そういう事かと納得する反面、不思議な感覚だ。俺と同じ苗字の男でも随分と師団を嫌っているようで、同じであるのは苗字だけだと改めて思う。高橋はよほど強欲な男らしい。

 

「俺は高橋派だねェ、なんてったって高橋のが気前はいい。特に女に関しちゃ、金を惜しまない。他も男も巻き込んで遊びやがる。分かりやすくて面白いね」

 

「俺もだよ」

 

「俺もそうさ、いくら北鎮部隊といえど、ここのところ軍人さんは態度がでかすぎる。労働者を顎で使う者が多くなった」

 

「わしも高橋につくなァ。軍人さんは横柄でいけないや。最近ははぶりも悪いし、おっかないよ。この間なんか、誰の断りもなく漁の収穫を半分よこせと言いやがった」

 

「そうさ、そもそも小樽の街と兵営が繋がってるのが、師団通りの一本道だけというのが不便で仕方ねぇ。何様のつもりだアイツらは」

 

男たちの舌が回るにつれ、隣の席から息の詰まるような威圧が増していた。

俺は、ちらりと背後に視線を送った。月島殿の表情は不明瞭である。

それでも、ずっと黙りこくった軍曹殿がこの言葉の数々をどう受けたのか、想像に難くない。

 

「…………」

 

俺の視線に気づいた月島殿が、傍らに偽刺青人皮を見せた。

 

「……」

なるほど、軽く頷いた。

これ以上不快な思いをするより先に退散せよ、と言いたいらしい。

納得しきれずにいる、その間にも、季節労働者達の愚痴は続いていた。

 

「戦争帰りがなんでぃ!アイツら国に食わせてもらっとる癖に態度がでかすぎる!」

 

「軍もひと皮めくれば、俺たちと変わらん貧乏人の集まりだと言うのに!けしからんわ!」

 

「そうだそうだ!」

 

男たちが盛り上がる中、体の内側で糸の切れる音が聞こえた気がした。

そして、そこから体が勝手に動き始めたのだ。

 

「僕はそう思いません」

 

どん、と盃を置く音が大きく響いた。
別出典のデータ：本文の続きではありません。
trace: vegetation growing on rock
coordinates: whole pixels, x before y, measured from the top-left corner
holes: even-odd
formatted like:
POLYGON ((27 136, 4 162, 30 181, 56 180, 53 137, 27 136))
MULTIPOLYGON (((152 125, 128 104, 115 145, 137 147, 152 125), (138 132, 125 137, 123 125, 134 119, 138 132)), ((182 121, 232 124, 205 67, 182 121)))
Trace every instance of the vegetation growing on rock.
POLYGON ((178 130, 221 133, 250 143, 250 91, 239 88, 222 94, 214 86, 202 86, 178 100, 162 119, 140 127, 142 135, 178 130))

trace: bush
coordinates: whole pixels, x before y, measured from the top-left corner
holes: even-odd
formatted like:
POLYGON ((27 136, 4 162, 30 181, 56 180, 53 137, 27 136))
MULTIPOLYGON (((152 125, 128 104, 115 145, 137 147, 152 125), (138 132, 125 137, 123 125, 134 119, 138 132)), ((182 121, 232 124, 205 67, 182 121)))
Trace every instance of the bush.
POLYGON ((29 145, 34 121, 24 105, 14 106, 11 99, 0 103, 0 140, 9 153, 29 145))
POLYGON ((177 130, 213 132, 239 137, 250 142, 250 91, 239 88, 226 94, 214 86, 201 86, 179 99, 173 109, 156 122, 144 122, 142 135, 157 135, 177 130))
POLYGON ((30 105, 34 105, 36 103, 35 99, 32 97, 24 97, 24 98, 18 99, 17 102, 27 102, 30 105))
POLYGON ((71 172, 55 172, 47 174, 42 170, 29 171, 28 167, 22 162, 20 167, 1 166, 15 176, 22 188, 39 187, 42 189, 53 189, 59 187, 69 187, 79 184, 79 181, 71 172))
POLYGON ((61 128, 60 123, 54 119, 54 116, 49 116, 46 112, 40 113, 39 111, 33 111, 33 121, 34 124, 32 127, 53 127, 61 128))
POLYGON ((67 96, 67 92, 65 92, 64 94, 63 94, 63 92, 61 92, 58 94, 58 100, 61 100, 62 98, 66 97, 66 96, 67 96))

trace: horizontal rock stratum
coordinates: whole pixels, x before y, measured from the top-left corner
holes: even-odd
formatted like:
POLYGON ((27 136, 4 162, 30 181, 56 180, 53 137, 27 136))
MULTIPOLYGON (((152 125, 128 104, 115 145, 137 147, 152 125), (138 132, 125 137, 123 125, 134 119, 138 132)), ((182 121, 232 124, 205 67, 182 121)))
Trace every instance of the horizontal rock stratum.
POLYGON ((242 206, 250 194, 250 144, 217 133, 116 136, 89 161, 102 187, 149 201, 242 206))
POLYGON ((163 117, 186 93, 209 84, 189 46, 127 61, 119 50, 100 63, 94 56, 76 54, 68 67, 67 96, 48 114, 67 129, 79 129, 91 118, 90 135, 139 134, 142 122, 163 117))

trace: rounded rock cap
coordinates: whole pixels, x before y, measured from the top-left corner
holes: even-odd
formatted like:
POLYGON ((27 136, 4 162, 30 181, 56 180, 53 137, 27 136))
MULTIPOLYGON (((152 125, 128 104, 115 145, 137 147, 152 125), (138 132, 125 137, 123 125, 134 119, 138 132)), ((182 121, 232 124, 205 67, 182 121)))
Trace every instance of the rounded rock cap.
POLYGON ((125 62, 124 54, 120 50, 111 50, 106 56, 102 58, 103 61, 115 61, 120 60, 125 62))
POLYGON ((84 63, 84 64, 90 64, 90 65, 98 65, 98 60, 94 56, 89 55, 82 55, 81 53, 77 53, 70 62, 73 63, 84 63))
これで8杯目の徳利がちょうど無くなった。

しかし、こう口走ったのは酔ったからじゃない。

 

「…………兄ちゃん、今なんつった?」

 

「何度でも言いますよ。僕はそう思いません。万が一いたとしても、軍が横柄なのは一部のみだと思います。それかあなた達が、鶴見さんを恐れる心の裏返しで、そう感じるだけではないですか?鶴見さんも月島さんも僕を認めてくれた素晴らしい人たちだ」

 

つらつら言葉が口から出てくる。

自分で自分の喋ることに予想がつかなかった。とめどなく静かな威嚇のような台詞と、怒りが湧いてくる。

剥製屋が憑いているのだと、やっと悟った。

 

「威勢良く罵ったところで自分が偉くなったと思わないでください、これだから育ちの悪い人は嫌いなんだ」

 

「な、なんだてめぇ……」

 

男たちの声には明らかな動揺があった。

煽り文句と分かっていながら、その気迫に気圧(けお)されていたのだ。そういう俺も自分の物の言いように驚かされている。

 

「…………」

 

「………………」

 

両者とも口を開かない。出方をうかがうような沈黙がしばらく漂っていた。仕切り役の壺振りさえも口を閉ざしてた。

そんな中で、ひときわ大きな声の男がそれを破った。

 

「半」

 

ドンと畳に音を響かせ、その手の下に3円(約6万)程の小銭を叩きつけた。「おおっ」と周りの者たちがどよめく。男はこちらをまっすぐ見据えて言った。

 

「喧嘩をするなら賭場らしく、賭けで勝負しよう。アンタが負けたら高橋派になると誓え」

 

燃えそうなほど、カッと頭が熱くなる。剥製屋が怒り心頭になっているのが、じかに伝わっていた。

本人にとって、それほど屈辱な事はないのだろう。

 

「勝負しないのかい?」

 

しかし、怒りで我を忘れるほど愚かな男ではないしい。なんせ負ければ、こちらの誇りも金も根こそぎ持って行かれることとなる。さすがの剥製屋もその勝負には思い留まっていた。

 

「…………負ける勝負を買う馬鹿がどこにいる」

 

これは俺の台詞だった。剥製屋も同意見のようでおとなしい。

 

「ヘッヘッヘ、たしかにそうだ。アンタ賢いねぇ。場を読んで、そこまで勝ってるだけはある」

 

木札の山は俺の前に健在してる。

髭に手を当てて、男がケタケタ笑って言った。次の言葉までは。

 

「しかしなァ………ただ賢いだけで、面白くねぇや」

 

「面白くない?」

 

男の言葉に固まっていた。頭を鈍器で殴られたように、しばらく動けないでいた。

 

「…………わかった」

 

けれども、しだいに自分が激しく怒っていることに気づいた。そして気づいた時には遅かった。

 

「爆笑王、あなたならどうしますか?」

 

「………丁の目だ」

 

一瞬だけ軍曹殿と目が合う。

俺はすぐそらし、静かに懐に手を入れて小銭をぐいと引っ張り出した。

ちょうど3円、手に握って、「フフッ」ふと笑いがこぼれる。すぐに相手を睨みつけた。

 

「丁」

 

放り出した3円に、男はにんまり笑みを浮かべた。